The Dyerville Tales by M.P. Kozlowsky
Age Range: 8 – 12 years
Grade Level: 3 – 7
Hardcover: 336 pages
Publisher: Walden Pond Press (April 22, 2014)
Genre: Fantasy/Fairy tale
My Rating: 4 of 5 stars
About the Book:
Neil Gaiman’s Coraline meets Anne Ursu’s Breadcrumbs in M. P. Kozlowsky’s The Dyerville Tales, a powerfully imaginative middle-grade novel that blurs the line between fantasy and reality, from the author of Juniper Berry.
Elgin is an orphan, having lost his mother and father in a fire when he
was young. With only a senile grandfather he barely knows to call
family, Vince was interned in a group home, dreaming that his father,
whose body was never found, might one day return for him. When a letter
arrives telling Vince his grandfather has passed away, he is convinced
that if his father is still alive, he’ll find him at the funeral. He
strikes out for the small town of Dyerville carrying only one thing with
him: his grandfather’s journal. The journal tells a fantastical story
of witches and giants and magic, one that can’t be true. But as Vince
reads on, he finds that his very real adventure may have more in common
with his grandfather’s than he ever could have known.
Its unique voice and ability to combine creepiness with great story and character development make The Dyerville Tales a real standout middle-grade novel.
About the Author:
M. P. Kozlowsky is the author of Juniper Berry. A former schoolteacher, he lives in New York with his wife and daughter.
One thing is certain—no one can accuse M.P. Kozlowsky of lacking an
imagination. The Dyerville Tales is one of the most unique middle grade
books I’ve read. It had familiar elements from old fairy tales like
giants, a cannibalistic witch in a house with legs, and a gold fountain.
It was presented in a new way, though. The author spun a wildly
imaginative tale that immediately drew me in.

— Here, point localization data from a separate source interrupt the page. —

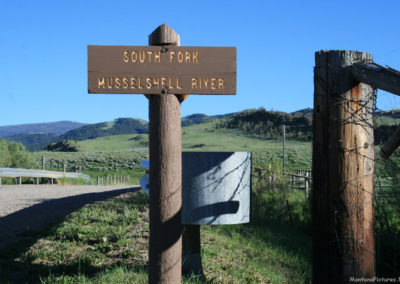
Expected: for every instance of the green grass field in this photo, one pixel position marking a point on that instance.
(107, 242)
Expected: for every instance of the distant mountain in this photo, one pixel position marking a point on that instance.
(201, 118)
(34, 142)
(269, 124)
(58, 127)
(116, 127)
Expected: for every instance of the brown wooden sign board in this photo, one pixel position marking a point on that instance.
(161, 70)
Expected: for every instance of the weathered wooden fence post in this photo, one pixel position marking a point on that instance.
(165, 247)
(343, 169)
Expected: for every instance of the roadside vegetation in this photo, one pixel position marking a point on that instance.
(106, 242)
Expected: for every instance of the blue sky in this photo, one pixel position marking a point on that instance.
(43, 51)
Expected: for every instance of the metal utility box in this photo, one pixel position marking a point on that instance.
(216, 188)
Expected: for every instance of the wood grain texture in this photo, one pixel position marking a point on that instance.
(343, 169)
(165, 246)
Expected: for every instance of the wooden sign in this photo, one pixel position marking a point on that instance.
(161, 70)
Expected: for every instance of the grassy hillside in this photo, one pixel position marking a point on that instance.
(206, 137)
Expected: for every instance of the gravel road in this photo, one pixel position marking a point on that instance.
(29, 207)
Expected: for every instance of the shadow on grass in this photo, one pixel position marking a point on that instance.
(264, 232)
(22, 229)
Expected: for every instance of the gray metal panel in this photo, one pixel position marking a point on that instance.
(216, 187)
(10, 172)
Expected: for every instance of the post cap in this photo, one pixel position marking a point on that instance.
(164, 35)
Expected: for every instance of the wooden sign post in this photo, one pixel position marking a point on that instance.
(163, 71)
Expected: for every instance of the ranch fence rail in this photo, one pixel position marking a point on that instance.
(36, 174)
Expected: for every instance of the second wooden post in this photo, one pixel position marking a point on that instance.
(343, 170)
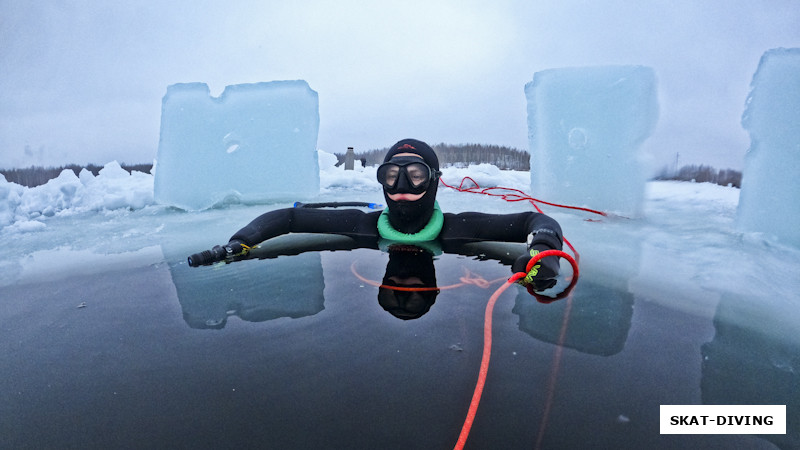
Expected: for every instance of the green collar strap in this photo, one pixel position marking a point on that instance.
(429, 233)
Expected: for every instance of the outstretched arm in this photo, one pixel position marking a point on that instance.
(347, 222)
(538, 231)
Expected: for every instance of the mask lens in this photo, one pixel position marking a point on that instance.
(388, 176)
(405, 176)
(418, 174)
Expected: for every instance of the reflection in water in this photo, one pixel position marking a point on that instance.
(409, 285)
(293, 286)
(254, 291)
(599, 319)
(754, 359)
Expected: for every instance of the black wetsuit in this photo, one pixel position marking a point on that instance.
(362, 226)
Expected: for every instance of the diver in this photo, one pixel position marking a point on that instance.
(410, 177)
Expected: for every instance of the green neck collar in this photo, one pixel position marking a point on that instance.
(429, 233)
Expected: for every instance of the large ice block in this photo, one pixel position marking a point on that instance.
(769, 201)
(254, 143)
(585, 129)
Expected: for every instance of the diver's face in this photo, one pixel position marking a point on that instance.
(403, 196)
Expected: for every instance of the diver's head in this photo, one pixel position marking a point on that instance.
(410, 177)
(409, 285)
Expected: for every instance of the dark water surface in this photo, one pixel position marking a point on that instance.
(296, 352)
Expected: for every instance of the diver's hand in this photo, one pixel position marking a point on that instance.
(542, 275)
(229, 252)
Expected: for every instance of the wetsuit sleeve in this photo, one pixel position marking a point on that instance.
(532, 228)
(347, 222)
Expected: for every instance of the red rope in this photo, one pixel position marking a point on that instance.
(487, 342)
(513, 195)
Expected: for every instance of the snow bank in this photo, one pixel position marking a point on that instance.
(23, 209)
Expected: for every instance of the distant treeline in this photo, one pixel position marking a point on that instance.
(703, 174)
(449, 155)
(36, 176)
(505, 158)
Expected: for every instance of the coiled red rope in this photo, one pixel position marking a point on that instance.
(487, 335)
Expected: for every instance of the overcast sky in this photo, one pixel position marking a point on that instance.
(82, 81)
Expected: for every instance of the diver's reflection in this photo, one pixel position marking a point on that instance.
(409, 285)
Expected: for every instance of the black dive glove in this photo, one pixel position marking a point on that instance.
(542, 275)
(229, 252)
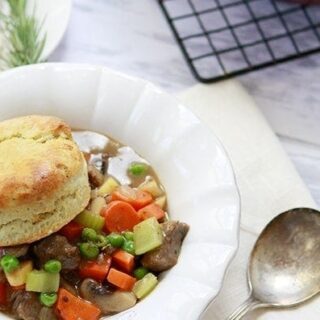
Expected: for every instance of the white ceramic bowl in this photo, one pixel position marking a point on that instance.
(188, 158)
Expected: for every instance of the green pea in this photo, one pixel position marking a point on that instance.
(140, 272)
(48, 299)
(115, 239)
(128, 235)
(52, 266)
(138, 169)
(89, 251)
(89, 234)
(9, 263)
(129, 247)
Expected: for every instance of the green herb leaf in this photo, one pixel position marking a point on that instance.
(22, 32)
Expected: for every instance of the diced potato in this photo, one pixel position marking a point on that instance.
(151, 186)
(19, 276)
(42, 281)
(161, 201)
(108, 186)
(89, 220)
(144, 286)
(147, 235)
(97, 204)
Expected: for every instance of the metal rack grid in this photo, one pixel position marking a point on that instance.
(224, 38)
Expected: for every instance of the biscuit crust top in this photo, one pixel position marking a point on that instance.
(37, 157)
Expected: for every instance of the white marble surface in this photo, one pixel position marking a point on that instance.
(132, 36)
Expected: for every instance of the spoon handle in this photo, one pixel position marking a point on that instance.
(244, 308)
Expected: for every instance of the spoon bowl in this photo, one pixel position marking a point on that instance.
(284, 263)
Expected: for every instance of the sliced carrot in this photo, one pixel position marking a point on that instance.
(124, 260)
(151, 210)
(137, 198)
(121, 280)
(96, 270)
(72, 230)
(18, 288)
(120, 216)
(70, 307)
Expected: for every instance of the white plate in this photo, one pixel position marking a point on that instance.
(55, 15)
(188, 158)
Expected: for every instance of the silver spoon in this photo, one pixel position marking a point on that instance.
(284, 267)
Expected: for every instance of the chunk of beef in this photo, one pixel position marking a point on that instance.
(166, 256)
(17, 251)
(57, 247)
(96, 178)
(25, 305)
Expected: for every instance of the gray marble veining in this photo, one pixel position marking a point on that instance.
(132, 36)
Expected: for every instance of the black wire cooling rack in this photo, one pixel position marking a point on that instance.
(224, 38)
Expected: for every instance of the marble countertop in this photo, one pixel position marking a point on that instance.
(132, 36)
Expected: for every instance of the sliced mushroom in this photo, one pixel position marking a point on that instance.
(108, 301)
(166, 256)
(47, 314)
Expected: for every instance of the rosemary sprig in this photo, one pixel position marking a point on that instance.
(22, 33)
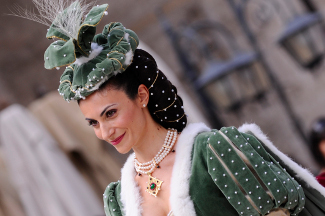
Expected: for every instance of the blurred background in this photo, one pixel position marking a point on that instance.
(234, 61)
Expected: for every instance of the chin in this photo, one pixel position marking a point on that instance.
(122, 150)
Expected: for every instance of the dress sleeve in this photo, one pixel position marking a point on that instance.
(111, 196)
(253, 182)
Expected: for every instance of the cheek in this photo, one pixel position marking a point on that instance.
(98, 133)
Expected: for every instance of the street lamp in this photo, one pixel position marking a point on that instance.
(231, 77)
(301, 41)
(235, 82)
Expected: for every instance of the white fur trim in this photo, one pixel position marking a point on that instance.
(95, 51)
(301, 173)
(180, 199)
(130, 192)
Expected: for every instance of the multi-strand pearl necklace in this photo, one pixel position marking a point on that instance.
(154, 184)
(149, 167)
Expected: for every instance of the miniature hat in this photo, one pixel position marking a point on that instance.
(90, 59)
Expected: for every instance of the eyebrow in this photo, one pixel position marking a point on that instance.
(102, 113)
(106, 109)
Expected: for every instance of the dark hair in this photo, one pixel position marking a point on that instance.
(164, 105)
(317, 134)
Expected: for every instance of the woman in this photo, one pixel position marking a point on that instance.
(317, 146)
(175, 169)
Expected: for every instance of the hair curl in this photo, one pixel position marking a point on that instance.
(316, 135)
(164, 105)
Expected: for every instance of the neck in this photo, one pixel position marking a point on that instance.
(152, 140)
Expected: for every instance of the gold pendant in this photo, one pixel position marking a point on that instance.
(153, 186)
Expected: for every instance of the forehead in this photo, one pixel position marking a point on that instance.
(100, 99)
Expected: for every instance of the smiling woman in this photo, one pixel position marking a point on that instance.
(176, 169)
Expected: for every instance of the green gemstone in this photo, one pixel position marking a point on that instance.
(152, 186)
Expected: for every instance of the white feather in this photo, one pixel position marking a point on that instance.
(50, 11)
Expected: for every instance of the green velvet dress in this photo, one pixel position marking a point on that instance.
(226, 172)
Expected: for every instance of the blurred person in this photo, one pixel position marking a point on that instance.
(177, 168)
(317, 146)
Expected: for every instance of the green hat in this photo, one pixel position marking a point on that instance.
(90, 59)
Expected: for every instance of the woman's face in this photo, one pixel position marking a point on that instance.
(115, 118)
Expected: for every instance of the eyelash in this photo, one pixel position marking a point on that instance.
(110, 113)
(92, 123)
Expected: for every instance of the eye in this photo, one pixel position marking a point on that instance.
(110, 113)
(92, 123)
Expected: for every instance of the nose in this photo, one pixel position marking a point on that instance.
(105, 132)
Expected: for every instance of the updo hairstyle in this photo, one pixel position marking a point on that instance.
(164, 105)
(317, 134)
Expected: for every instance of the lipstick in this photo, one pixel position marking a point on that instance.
(117, 140)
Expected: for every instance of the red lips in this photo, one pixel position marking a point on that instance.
(117, 140)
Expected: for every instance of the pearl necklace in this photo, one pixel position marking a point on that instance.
(154, 184)
(149, 167)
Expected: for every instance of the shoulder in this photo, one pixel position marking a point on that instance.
(111, 198)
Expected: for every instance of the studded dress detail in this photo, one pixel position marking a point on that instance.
(231, 173)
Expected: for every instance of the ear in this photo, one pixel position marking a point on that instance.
(143, 95)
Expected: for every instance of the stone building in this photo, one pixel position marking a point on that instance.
(23, 77)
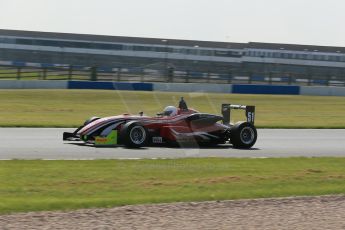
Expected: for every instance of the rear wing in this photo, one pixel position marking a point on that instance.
(249, 112)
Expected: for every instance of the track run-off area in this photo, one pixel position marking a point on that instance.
(47, 144)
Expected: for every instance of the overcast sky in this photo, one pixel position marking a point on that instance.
(317, 22)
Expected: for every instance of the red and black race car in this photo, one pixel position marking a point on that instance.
(173, 126)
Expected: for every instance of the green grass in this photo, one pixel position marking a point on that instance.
(56, 185)
(69, 108)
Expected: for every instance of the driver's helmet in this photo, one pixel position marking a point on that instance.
(170, 111)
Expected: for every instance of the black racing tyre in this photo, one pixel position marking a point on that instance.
(243, 135)
(91, 119)
(133, 135)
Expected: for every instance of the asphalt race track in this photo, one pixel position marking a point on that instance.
(46, 143)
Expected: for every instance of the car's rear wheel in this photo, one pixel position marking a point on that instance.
(243, 135)
(133, 135)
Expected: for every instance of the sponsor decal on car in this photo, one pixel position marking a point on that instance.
(111, 139)
(157, 140)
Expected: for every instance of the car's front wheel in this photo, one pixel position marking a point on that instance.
(133, 135)
(243, 135)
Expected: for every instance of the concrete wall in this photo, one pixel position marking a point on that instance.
(192, 87)
(322, 90)
(14, 84)
(176, 87)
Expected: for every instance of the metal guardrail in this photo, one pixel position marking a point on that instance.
(158, 75)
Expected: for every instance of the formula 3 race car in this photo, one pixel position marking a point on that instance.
(174, 126)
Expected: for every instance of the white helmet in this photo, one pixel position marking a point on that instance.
(170, 111)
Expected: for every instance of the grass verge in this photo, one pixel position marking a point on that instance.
(60, 185)
(70, 108)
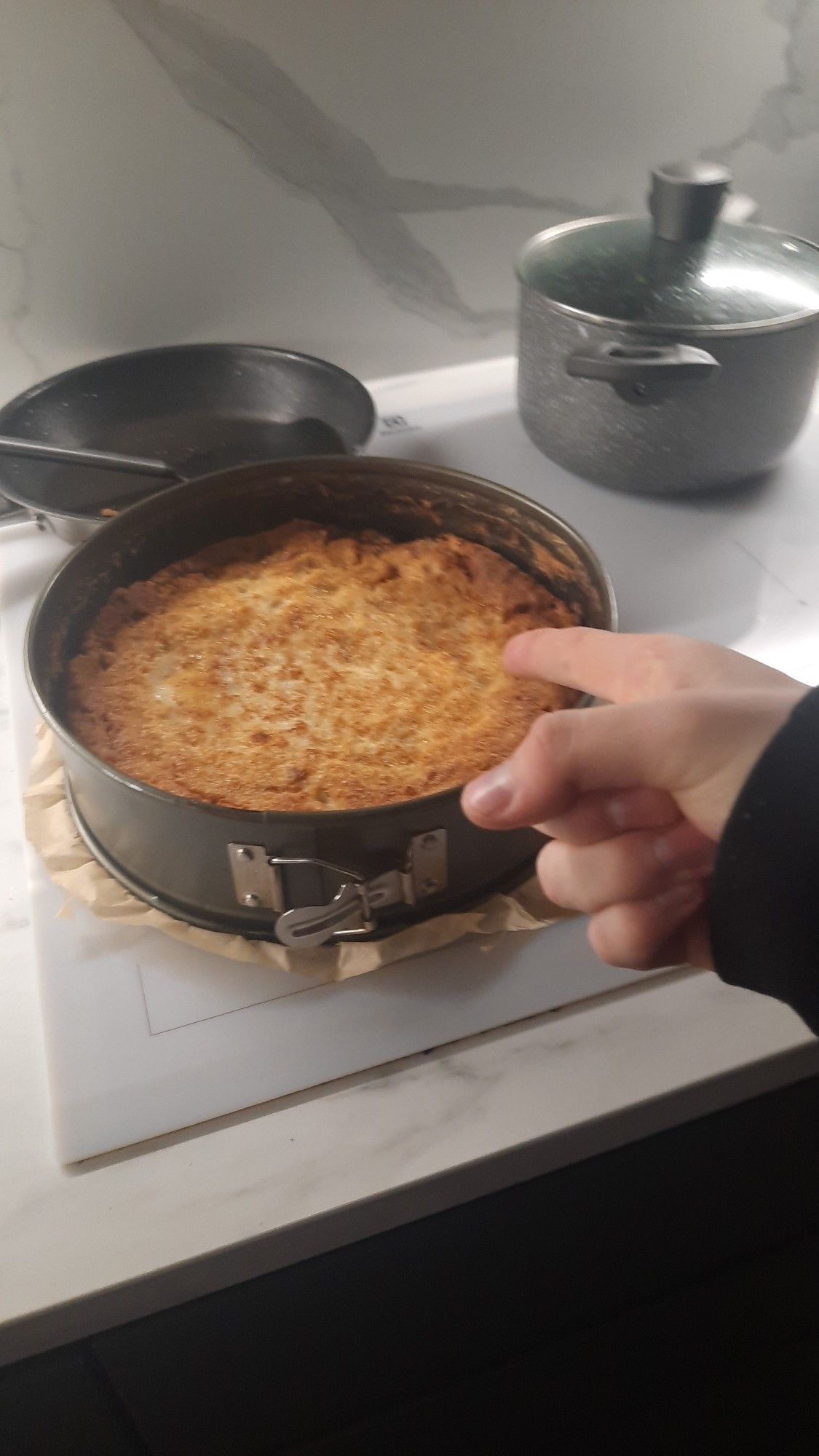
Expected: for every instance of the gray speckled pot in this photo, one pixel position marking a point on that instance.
(675, 436)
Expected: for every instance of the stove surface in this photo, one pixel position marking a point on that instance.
(146, 1036)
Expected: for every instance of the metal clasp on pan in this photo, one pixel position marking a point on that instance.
(260, 886)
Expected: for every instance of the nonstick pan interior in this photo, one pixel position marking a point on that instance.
(200, 408)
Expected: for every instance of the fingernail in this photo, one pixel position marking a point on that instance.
(682, 896)
(490, 794)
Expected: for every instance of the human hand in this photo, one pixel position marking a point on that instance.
(636, 794)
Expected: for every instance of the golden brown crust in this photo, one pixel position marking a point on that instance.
(298, 670)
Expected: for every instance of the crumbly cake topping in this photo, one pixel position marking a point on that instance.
(298, 670)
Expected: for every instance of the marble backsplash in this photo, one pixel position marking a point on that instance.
(353, 177)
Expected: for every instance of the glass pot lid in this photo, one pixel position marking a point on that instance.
(679, 267)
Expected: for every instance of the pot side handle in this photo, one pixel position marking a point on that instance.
(637, 365)
(12, 515)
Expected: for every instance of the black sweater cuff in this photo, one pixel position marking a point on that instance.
(764, 905)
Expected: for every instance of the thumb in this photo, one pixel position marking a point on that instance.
(698, 748)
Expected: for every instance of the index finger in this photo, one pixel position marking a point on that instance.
(621, 669)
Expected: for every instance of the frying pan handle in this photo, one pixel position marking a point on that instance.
(638, 365)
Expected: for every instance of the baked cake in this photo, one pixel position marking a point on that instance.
(306, 670)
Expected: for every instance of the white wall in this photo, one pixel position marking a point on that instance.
(355, 177)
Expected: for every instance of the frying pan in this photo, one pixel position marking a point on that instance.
(197, 407)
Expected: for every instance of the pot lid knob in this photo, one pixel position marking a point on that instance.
(685, 200)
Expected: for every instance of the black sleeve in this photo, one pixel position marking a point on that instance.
(764, 905)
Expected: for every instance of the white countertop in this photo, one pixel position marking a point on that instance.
(132, 1233)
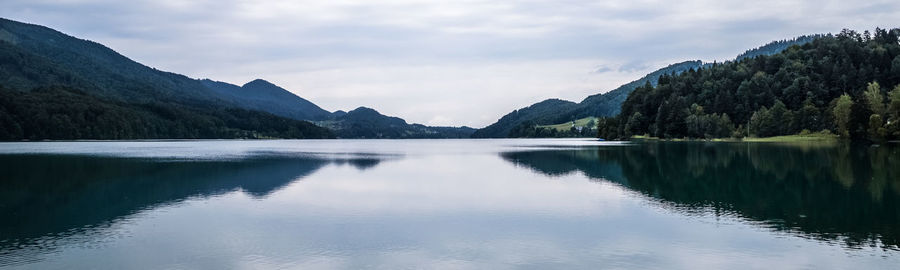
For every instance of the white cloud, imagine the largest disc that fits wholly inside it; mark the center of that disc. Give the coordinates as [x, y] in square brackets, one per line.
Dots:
[439, 62]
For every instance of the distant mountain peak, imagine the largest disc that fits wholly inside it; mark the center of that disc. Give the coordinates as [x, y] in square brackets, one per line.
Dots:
[258, 83]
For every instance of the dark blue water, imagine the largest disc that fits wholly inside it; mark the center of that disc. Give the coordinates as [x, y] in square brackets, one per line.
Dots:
[481, 204]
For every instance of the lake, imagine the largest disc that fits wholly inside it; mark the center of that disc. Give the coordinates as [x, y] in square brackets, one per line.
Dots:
[459, 204]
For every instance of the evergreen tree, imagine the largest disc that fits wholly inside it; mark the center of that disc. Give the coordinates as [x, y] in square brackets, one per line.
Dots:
[841, 114]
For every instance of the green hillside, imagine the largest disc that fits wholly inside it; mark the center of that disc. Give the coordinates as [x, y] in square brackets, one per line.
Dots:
[847, 83]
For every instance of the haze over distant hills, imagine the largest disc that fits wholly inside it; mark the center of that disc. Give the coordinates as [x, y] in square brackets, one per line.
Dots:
[554, 111]
[112, 97]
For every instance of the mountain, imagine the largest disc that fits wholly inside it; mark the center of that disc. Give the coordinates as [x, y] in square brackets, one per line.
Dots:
[554, 111]
[367, 123]
[609, 103]
[848, 84]
[54, 86]
[776, 47]
[543, 112]
[108, 96]
[264, 96]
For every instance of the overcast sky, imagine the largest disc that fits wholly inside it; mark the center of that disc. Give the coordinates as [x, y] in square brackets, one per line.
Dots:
[439, 62]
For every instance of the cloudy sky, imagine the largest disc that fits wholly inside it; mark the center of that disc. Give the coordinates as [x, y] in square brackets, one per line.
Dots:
[464, 62]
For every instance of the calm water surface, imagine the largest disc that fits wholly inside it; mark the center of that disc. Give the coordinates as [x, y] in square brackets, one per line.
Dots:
[480, 204]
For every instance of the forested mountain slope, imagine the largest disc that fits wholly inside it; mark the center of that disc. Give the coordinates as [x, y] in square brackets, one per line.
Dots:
[847, 83]
[609, 103]
[54, 86]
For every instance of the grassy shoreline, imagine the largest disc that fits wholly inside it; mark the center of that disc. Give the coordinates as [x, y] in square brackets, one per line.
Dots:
[814, 137]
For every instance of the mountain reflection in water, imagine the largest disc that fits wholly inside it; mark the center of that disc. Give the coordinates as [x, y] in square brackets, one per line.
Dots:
[830, 192]
[57, 196]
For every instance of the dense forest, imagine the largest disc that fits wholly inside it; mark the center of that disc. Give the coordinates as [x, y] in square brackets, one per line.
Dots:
[108, 96]
[847, 84]
[66, 113]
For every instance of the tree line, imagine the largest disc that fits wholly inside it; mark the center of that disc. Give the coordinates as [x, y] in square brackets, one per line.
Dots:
[65, 113]
[831, 84]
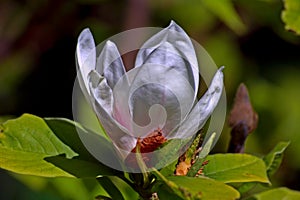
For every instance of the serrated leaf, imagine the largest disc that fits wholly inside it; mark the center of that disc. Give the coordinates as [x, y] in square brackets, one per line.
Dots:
[83, 165]
[278, 194]
[29, 146]
[274, 158]
[291, 15]
[110, 188]
[196, 188]
[25, 142]
[203, 153]
[230, 168]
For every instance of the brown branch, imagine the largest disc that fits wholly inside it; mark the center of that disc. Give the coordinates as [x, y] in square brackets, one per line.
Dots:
[242, 119]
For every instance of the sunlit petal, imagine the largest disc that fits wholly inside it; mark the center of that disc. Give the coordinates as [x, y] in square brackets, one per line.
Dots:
[171, 48]
[101, 94]
[109, 64]
[86, 58]
[202, 110]
[156, 84]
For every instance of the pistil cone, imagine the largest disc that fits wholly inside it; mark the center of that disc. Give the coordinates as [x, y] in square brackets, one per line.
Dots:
[146, 145]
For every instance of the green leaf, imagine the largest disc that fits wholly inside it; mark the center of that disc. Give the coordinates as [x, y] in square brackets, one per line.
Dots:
[230, 168]
[110, 188]
[203, 153]
[29, 146]
[225, 11]
[291, 15]
[274, 158]
[195, 188]
[278, 194]
[84, 165]
[25, 142]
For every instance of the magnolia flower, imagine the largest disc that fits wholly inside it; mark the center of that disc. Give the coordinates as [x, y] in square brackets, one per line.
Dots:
[156, 100]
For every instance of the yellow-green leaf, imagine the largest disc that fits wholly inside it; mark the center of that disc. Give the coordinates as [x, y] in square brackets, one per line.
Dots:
[230, 168]
[279, 194]
[25, 142]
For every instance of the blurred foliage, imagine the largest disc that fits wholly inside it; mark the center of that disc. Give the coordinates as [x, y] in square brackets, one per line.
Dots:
[37, 67]
[291, 15]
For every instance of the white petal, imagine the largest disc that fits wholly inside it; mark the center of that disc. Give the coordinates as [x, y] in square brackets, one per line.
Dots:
[86, 58]
[101, 94]
[109, 64]
[202, 110]
[172, 48]
[151, 85]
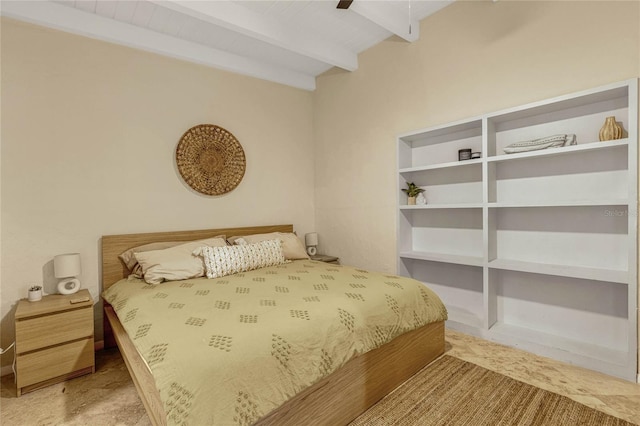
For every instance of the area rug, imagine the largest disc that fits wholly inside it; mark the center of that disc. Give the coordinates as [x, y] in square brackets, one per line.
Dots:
[454, 392]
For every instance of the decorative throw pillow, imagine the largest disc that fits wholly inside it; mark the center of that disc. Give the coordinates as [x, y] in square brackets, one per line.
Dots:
[221, 261]
[174, 263]
[292, 247]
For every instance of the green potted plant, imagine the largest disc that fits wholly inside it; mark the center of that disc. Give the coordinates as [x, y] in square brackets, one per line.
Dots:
[412, 191]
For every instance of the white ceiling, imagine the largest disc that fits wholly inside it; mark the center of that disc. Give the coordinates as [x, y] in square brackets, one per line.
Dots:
[286, 41]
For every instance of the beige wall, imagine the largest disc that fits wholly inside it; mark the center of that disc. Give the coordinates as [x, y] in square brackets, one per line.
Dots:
[472, 58]
[89, 131]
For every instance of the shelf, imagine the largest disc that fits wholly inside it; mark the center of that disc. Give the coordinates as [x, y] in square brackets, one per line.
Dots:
[443, 257]
[441, 166]
[560, 224]
[443, 206]
[559, 151]
[526, 336]
[568, 203]
[582, 272]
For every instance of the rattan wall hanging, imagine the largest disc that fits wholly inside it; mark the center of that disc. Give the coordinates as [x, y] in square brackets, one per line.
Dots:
[210, 159]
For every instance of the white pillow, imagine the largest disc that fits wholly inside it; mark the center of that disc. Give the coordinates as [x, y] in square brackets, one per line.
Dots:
[174, 263]
[221, 261]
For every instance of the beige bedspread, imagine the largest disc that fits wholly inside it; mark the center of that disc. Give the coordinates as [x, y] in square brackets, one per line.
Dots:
[230, 350]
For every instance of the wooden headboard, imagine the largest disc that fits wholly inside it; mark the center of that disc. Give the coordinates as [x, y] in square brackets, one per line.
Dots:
[114, 270]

The story is about Vince, a young boy who runs away from an orphanage
to attend his grandfather’s funeral. Along the way he meets new people,
dodges a family psychotic criminals, and reads the book his grandfather
wrote. The narrative switches between Vince’s travels and his
grandfather’s stories. Both are fascinating. They have similarities
between them, and Vince gains insight and strength on his journey from
reading the stories.
I loved this author’s first book, Juniper Berry. I really liked this
book too, even though it was very different from the first. This is
definitely an author to keep on your radar. His books are worth reading,
but are not for the squeamish or faint of heart. The Dyerville Tales
has some disturbing scenes that might be too much for some kids. As
always, I suggest reading any book before giving it to your child. If
your kids like adventure and fantasy, they will love this book.